Regression-tree analysis has increasingly found applications in ornithology, in modeling of behavior (Grubb and King 1991) and of species distributions (Rodenhouse et al. 1993; O'Connor et al. 1996, 1999; Hahn and O'Connor 2002). The method has proved particularly useful in modeling species occurrence over the large areas necessary for macroecology (Brown and Maurer 1989, Brown 1995, De'ath and Fabricius 2000, Iverson and Prasad 2002) and in accommodating the effects of anthropogenic stressors (Grubb and King 1991, Wickham et al. 1997, Allen and O'Connor 2000). O'Connor and Jones (1997) used the technique to estimate losses of bird populations to anthropogenic stressors in the United States and concluded that some 15% of the Breeding Bird Survey (BBS) routes in the conterminous United States had lost, on average, 17 or more breeding bird species. That would mean—given an average of 81 species on the typical BBS route (O'Connor et al. 1996)—that 21% of species in the bird communities in those areas were locally extinct, which is equivalent to a 3.1% average extinction rate over the conterminous United States! However, those conclusions depend on the validity of the underlying statistical model, a regression-tree analysis that involves subjective decisions that might have influenced the estimates. Here, we report the results of a test—with an entirely independent data set—that supports the ability of the O'Connor-Jones model to correctly predict local bird-species richness.

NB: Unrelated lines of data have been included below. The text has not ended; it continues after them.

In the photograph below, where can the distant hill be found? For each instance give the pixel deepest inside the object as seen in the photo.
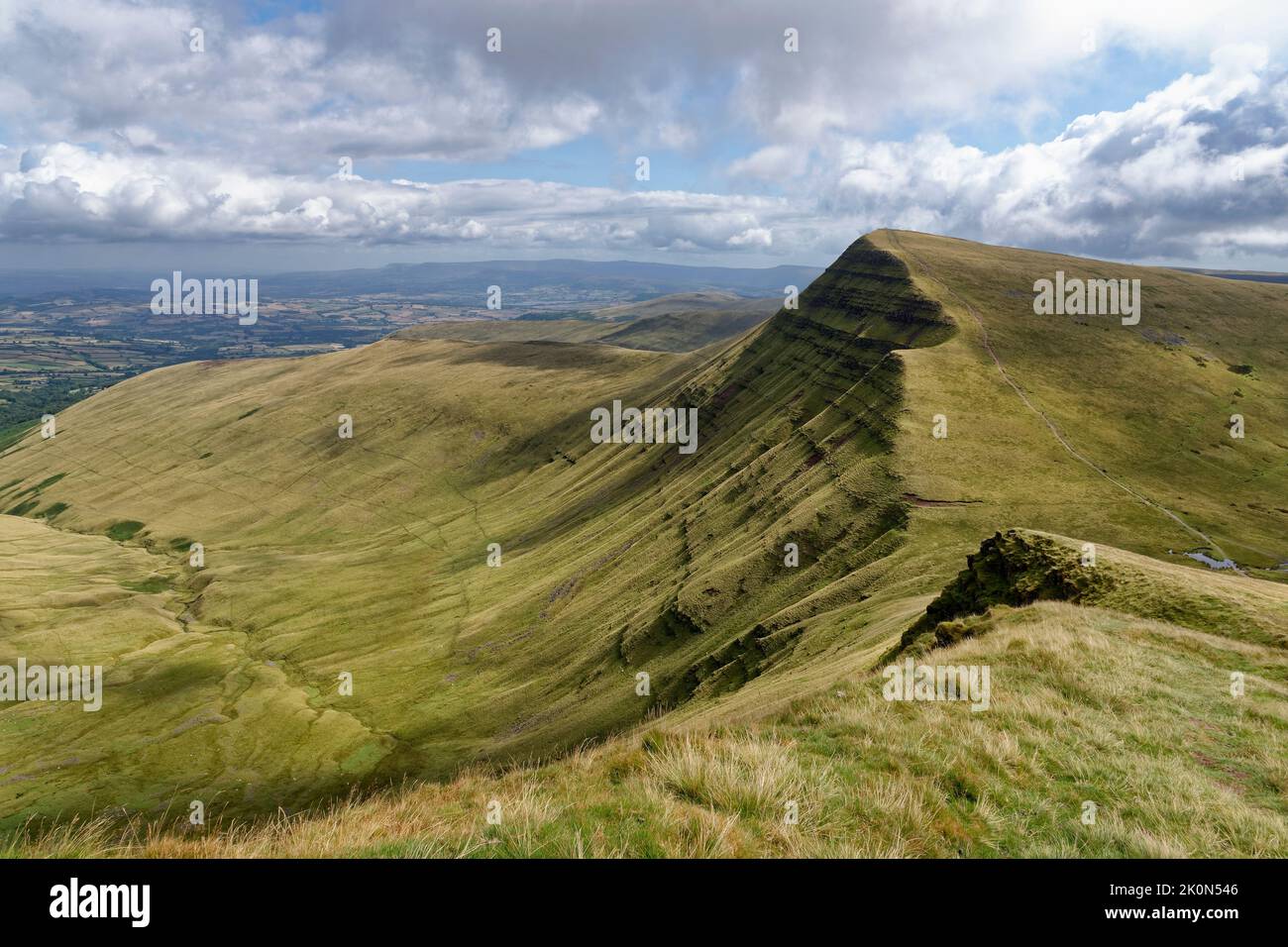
(677, 322)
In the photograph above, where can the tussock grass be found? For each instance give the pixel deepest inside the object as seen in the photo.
(1133, 715)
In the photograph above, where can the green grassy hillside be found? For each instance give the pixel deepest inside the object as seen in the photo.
(369, 556)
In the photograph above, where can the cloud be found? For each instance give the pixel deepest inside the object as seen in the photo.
(1201, 165)
(119, 132)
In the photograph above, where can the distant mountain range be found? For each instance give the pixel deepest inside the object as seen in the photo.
(442, 279)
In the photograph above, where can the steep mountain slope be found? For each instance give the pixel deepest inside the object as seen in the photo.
(1091, 711)
(369, 556)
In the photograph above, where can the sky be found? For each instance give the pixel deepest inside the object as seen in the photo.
(296, 136)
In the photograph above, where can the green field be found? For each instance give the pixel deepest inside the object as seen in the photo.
(369, 557)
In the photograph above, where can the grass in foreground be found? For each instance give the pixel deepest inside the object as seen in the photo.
(1087, 705)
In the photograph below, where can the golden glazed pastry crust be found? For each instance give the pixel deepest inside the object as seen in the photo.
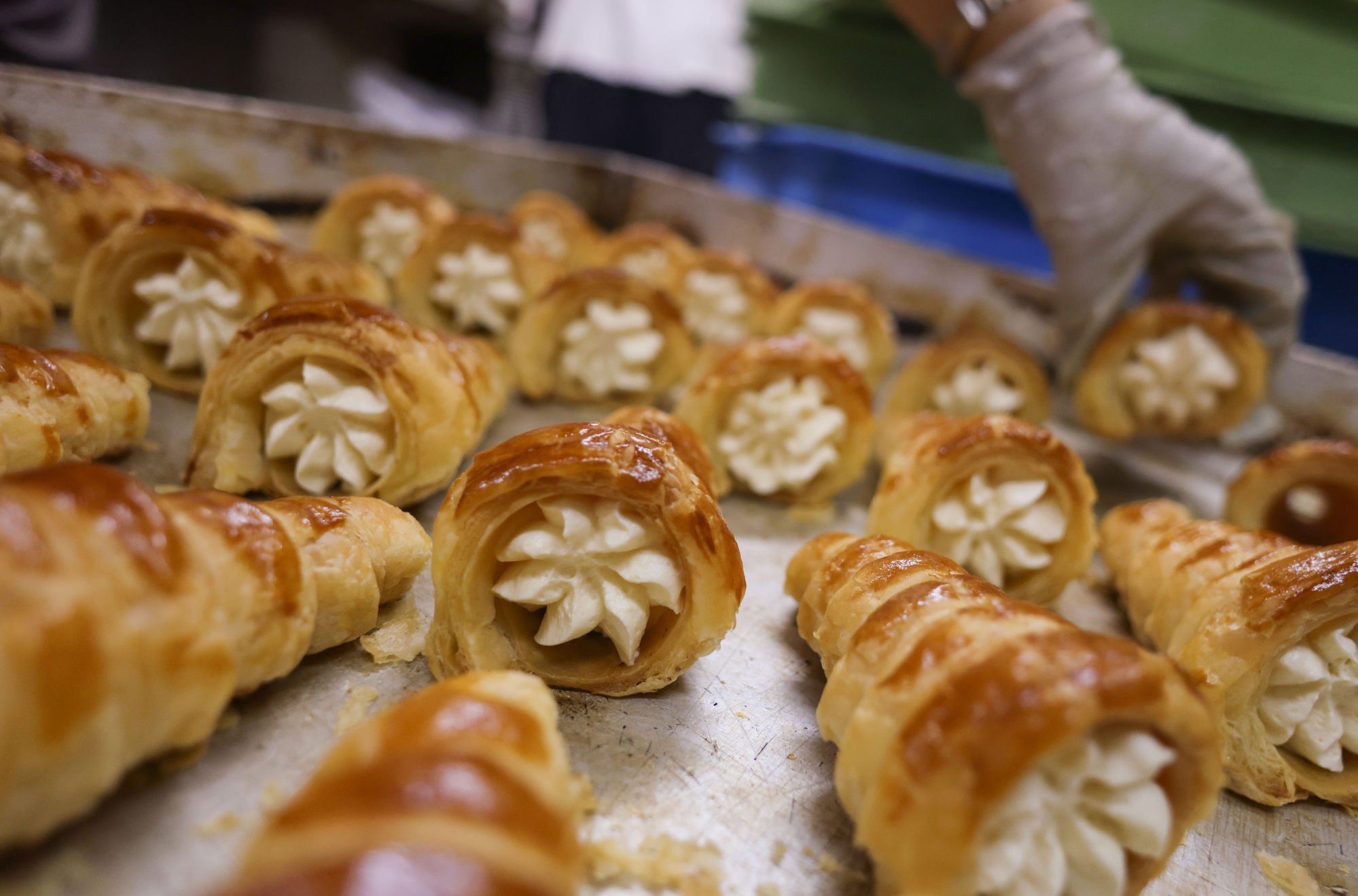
(24, 314)
(879, 330)
(80, 202)
(1103, 404)
(196, 596)
(1226, 603)
(107, 308)
(496, 497)
(1326, 474)
(337, 230)
(60, 405)
(535, 345)
(724, 372)
(943, 693)
(939, 363)
(674, 255)
(462, 788)
(932, 455)
(443, 391)
(565, 219)
(530, 269)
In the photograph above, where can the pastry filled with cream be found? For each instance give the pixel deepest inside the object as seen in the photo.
(190, 314)
(1069, 825)
(610, 349)
(389, 235)
(1179, 378)
(330, 425)
(977, 389)
(594, 565)
(999, 530)
(478, 289)
(1310, 705)
(781, 436)
(24, 243)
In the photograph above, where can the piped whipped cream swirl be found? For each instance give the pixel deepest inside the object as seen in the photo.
(596, 565)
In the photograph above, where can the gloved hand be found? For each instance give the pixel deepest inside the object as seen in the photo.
(1121, 182)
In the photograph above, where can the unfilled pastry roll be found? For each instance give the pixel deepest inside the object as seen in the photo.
(556, 227)
(989, 747)
(1268, 625)
(333, 395)
(54, 208)
(164, 293)
(649, 251)
(1307, 490)
(588, 554)
(667, 428)
(380, 221)
(1173, 368)
(60, 405)
(973, 372)
(785, 418)
(845, 317)
(474, 274)
(130, 618)
(1005, 499)
(601, 336)
(24, 314)
(463, 788)
(724, 298)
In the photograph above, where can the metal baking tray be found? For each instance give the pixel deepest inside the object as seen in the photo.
(727, 762)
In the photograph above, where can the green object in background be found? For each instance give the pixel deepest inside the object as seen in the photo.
(1280, 77)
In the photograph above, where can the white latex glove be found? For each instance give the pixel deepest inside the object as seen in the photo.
(1121, 182)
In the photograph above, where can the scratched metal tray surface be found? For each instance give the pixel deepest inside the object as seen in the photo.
(730, 755)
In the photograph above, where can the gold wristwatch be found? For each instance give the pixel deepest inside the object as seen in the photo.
(954, 45)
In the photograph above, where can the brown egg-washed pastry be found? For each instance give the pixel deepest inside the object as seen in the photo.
(649, 251)
(784, 417)
(556, 227)
(1307, 490)
(56, 207)
(60, 405)
(1268, 625)
(380, 221)
(588, 554)
(989, 747)
(461, 789)
(724, 298)
(473, 274)
(1173, 368)
(329, 395)
(973, 372)
(845, 317)
(130, 618)
(1005, 499)
(164, 293)
(24, 314)
(601, 336)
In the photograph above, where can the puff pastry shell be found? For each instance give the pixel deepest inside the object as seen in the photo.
(461, 788)
(1005, 499)
(1307, 490)
(751, 405)
(944, 696)
(162, 295)
(60, 405)
(68, 204)
(587, 469)
(1173, 368)
(355, 383)
(132, 618)
(1230, 606)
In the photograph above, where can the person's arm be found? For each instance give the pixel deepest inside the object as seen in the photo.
(1118, 182)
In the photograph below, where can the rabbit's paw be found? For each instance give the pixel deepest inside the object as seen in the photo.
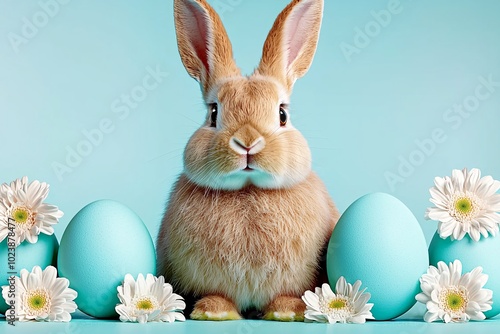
(215, 308)
(285, 308)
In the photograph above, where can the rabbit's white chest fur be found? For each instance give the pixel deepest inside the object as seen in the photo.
(249, 245)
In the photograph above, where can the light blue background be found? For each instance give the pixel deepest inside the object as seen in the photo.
(361, 114)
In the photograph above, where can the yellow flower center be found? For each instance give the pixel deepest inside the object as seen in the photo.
(337, 304)
(454, 300)
(464, 205)
(37, 301)
(144, 304)
(20, 215)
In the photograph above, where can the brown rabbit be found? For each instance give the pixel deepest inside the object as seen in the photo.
(247, 220)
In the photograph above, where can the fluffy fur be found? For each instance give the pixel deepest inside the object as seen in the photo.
(247, 220)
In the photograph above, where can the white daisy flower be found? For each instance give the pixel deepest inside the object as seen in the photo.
(42, 296)
(148, 299)
(21, 206)
(347, 305)
(465, 203)
(451, 297)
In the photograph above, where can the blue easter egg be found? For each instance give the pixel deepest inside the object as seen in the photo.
(380, 242)
(102, 243)
(484, 253)
(43, 253)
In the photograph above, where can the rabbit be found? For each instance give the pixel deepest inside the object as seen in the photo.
(247, 220)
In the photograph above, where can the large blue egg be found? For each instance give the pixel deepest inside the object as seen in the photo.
(484, 253)
(380, 242)
(43, 253)
(102, 243)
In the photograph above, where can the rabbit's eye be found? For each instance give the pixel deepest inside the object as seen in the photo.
(283, 116)
(213, 115)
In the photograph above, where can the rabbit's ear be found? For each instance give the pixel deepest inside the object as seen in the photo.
(290, 46)
(204, 46)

Regression-tree analysis (Breiman et al. 1984, Clark and Pregibon 1992) proceeds by recursive binary splitting of the original sample. In O'Connor and Jones's (1997) model, the predicted variable was species richness estimated from Breeding Bird Survey (BBS) data, and the predictor variables were a number of climate and land-cover variables (described in O'Connor et al. 1996). Each split in a regressiontree analysis is made by considering every available predictor (in turn) as a potential splitting variable with which to divide the sample into two subsets; data are ordered according to the values of the predictor under consideration, and each value is considered as a possible binary splitting value. At each split point, the choice is made that yields the maximum difference between the dependent-variable values in the two subsets. As more splits are incorporated, an inverted “tree” of proliferating binary divisions develops. Because some branches cease splitting before others, the final tree contains some finite number of end nodes (“leaves”) within which all cases simultaneously satisfy the conditions at all of the split points in the branch from that leaf back to the root node. Each end node has a single predicted value of the dependent variable, in essence the value predicted under the conditions specified by that chain of conditions. Because the two subsets at each split point may split on different independent variables, this process allows detection of contingent effects and of interactions, without those having to be specified a priori. That is a major advantage over multiple linear regression, which (unless expressly configured with interaction terms) requires constancy of relationships over the entire domain of the sample, a condition unlikely to hold over regional and continental extent.
On the other hand, regression trees are prone to overfitting: in an extreme instance, the recursion could proceed until every end node (terminal set of cases) contained either a single case or multiple cases with a common value of the response variable. Breiman et al. (1984) showed that the technique's propensity to overfit is best handled by fitting an excessively large tree and then “pruning” it back to an optimal size. Pruning is done by cross-validation with a costcomplexity function that penalizes predictions made with an excessively large tree. However, choice of penalty and basis of cross-validation are open to subjective decision by the analyst; there is no consensus among statisticians as to what constitutes the ideal approach to crossvalidation (Miller 1994, Ribic and Miller 1998, J. Sifneos et al. unpubl. data). Hence, “optimal tree size” contains a degree of subjectivity, and one can always argue for a smaller or larger tree, relative to that found by cross-validation. Moreover, because cross-validation is a subset sampling technique, repetition of the crossvalidation yields a slightly different crossvalidation curve, which can occasionally yield a notably different estimate for the optimum size of the final tree. That different estimate may result in different predictions for a given location when used, for example, in modeling bird distributions and stressor effects.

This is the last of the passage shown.